The researchers wondered to what extent machines can carry out research autonomously. They used a projective simulation model for artificial intelligence to enable a machine to learn and act creatively. This autonomous machine stores many individual fragments of experience in memory, which are networked together.
The machine builds up and adapts its memories while learning from both successful and unsuccessful attempts. The scientists from Innsbruck teamed up with the group of Anton Zeilinger, who previously demonstrated the usefulness of automated procedures in the design of quantum experiments with a search algorithm called Melvin. Some of these computer-inspired experiments have already been performed in the lab of Zeilinger. Together, the physicists determined that quantum experiments are an ideal environment to test the applicability of AI to research. Therefore, they used the projective simulation model to investigate the potential of artificial learning agents in this test bed. They have published their results in the Proceedings of the National Academy of Sciences.
Optimized experiments designed by an AI-agent
The artificial agent develops new experiments by virtually placing mirrors, prisms or beam splitters on a virtual lab table. If its actions lead to a meaningful result, the agent has a higher chance of finding a similar sequence of actions in the future. This is known as a reinforcement learning strategy.
"Reinforcement learning is what distinguishes our model from the previously studied automated search, which is governed by unbiased random search," says Alexey Melnikov from the Department of Theoretical Physics at the University of Innsbruck. "The artificial agent performs tens of thousands of experiments on the virtual laboratory table. When we analyzed the memory of the machine, we discovered that certain structures have developed," says Hendrik Poulsen Nautrup. Some of these structures are already known to physicists as useful tools from modern quantum optical laboratories. Others are completely new, and could, in the future, be tested in the lab.
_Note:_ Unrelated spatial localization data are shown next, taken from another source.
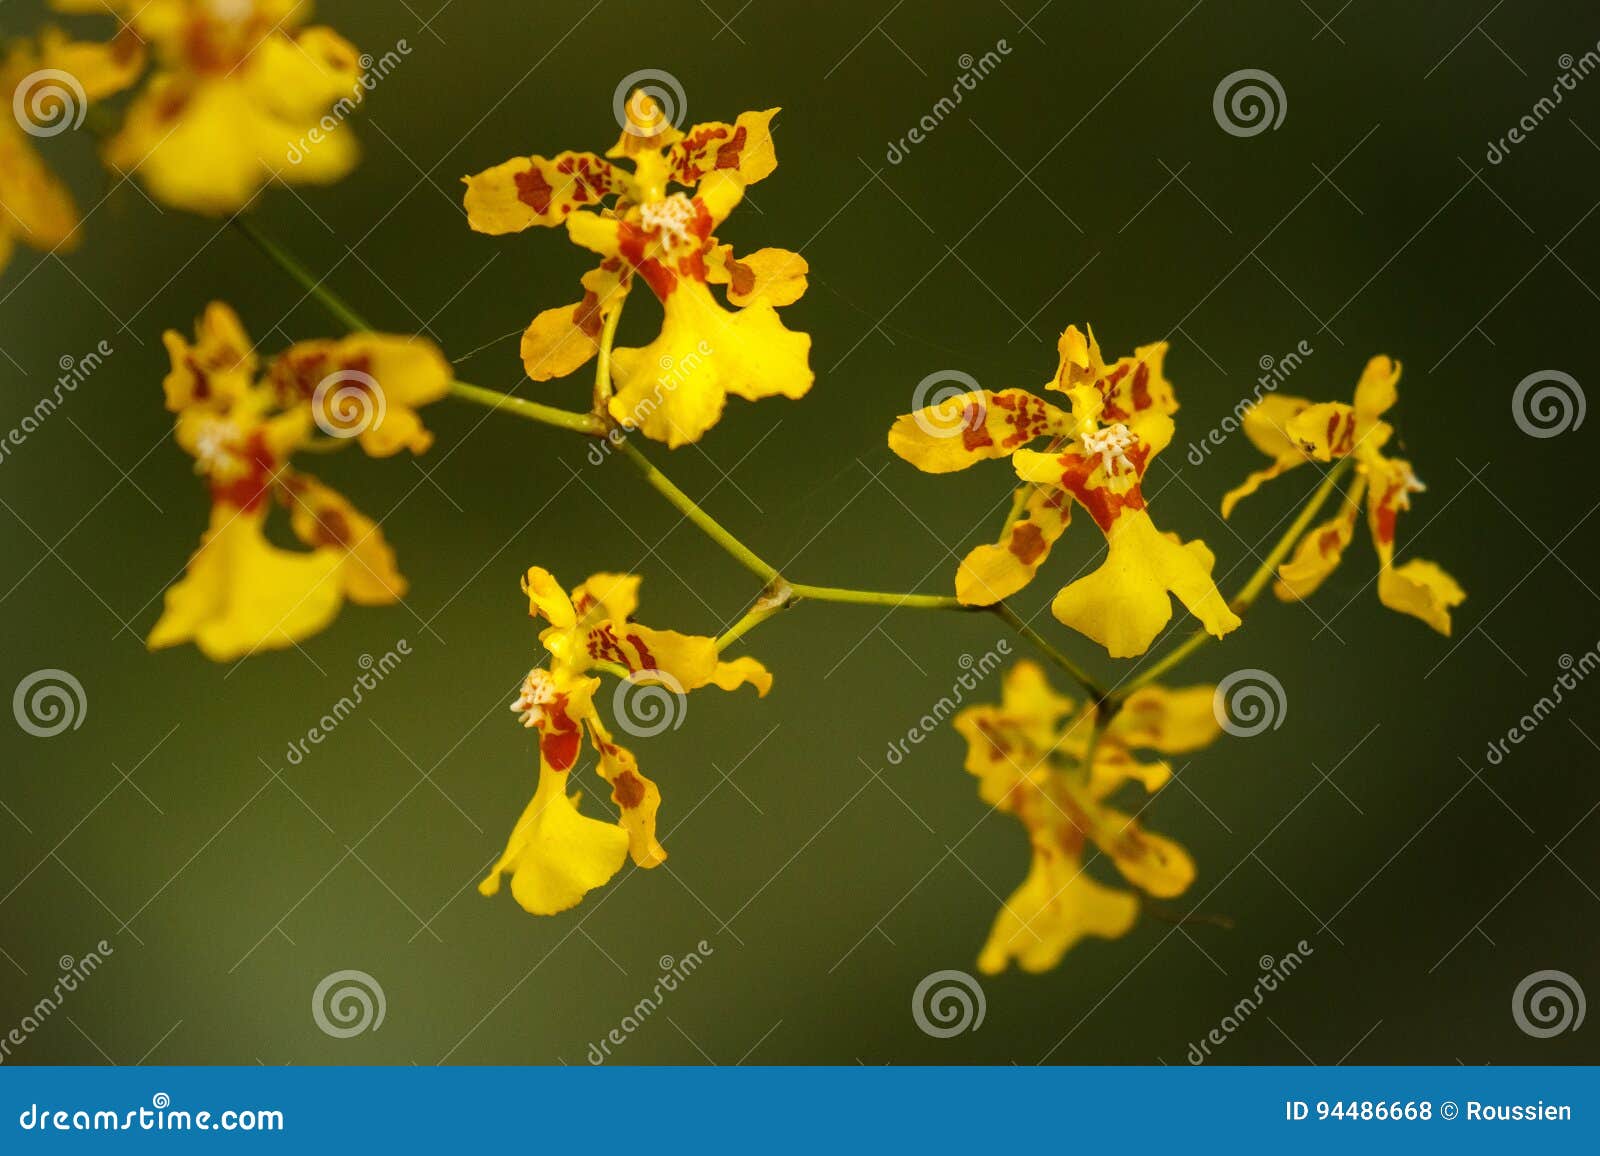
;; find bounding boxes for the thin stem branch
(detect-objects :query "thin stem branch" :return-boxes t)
[1143,903,1236,931]
[789,583,966,610]
[447,381,606,436]
[592,306,623,415]
[1081,710,1111,770]
[1229,455,1356,613]
[231,215,372,332]
[1119,455,1357,694]
[237,219,610,438]
[717,588,793,651]
[988,602,1106,700]
[613,438,781,584]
"Reinforcement learning allows us to find, optimize and identify a huge amount of potentially interesting solutions," says Alexey Melnikov. "And sometimes it also provides answers to questions we didn't even ask."
Creative support in the laboratory
In the future, the scientists want to further improve their learning program. At this point, it is a tool that can autonomously learn to solve a given task. But in the future, a machine could possibly provide more creative assistance to scientists in basic research.